Thank you Dilinie, that is a lovely question.
The play space is fictional and so are some stories. Chamberlin talks about bringing fiction stories and true stories together. This can be seen in some plays that are based off of true stories and, in my opinion, these plays are rarely patronizing of the original, true story. This makes it seem that it can be possible to have these stories on common ground in other spaces.
~Stef~
Hi Stephanie,
Chamberlin provides insightful arguments as it pertains to the idea of ‘borders’ throughout the text. To add on to what you have written about borders in theatre, I also found the concept of borders interesting in story telling. Chamberlin argues that borders can be hard to find in storytelling, often people do not know where the borders are and that can be problematic due to the potential to misinterpret signals in story telling in efforts to come to a mutual understanding.

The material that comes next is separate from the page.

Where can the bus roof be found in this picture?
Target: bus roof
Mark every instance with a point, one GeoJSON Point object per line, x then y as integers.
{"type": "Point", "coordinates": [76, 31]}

I wonder how the concept of borders could be identified in the notion of orality and written story telling?
Awesome work on your blog.
Deepak.
Thank you Deepak,
I agree with this argument that borders can be difficult to identify in storytelling. This is something that can cause some stories to seem less approachable or too “other” and being able to identify and acknowledge the borders, as Chamberlin says, can cause an audience to respond to a story in a different way.
I find this question quite difficult and I don’t know that I have an answer to it. Ideas like this are great to have discussions about and opening discourse might possibly be an answer. The more people are aware of borders and talk about it, it is possibly borders will become for them easier to identify.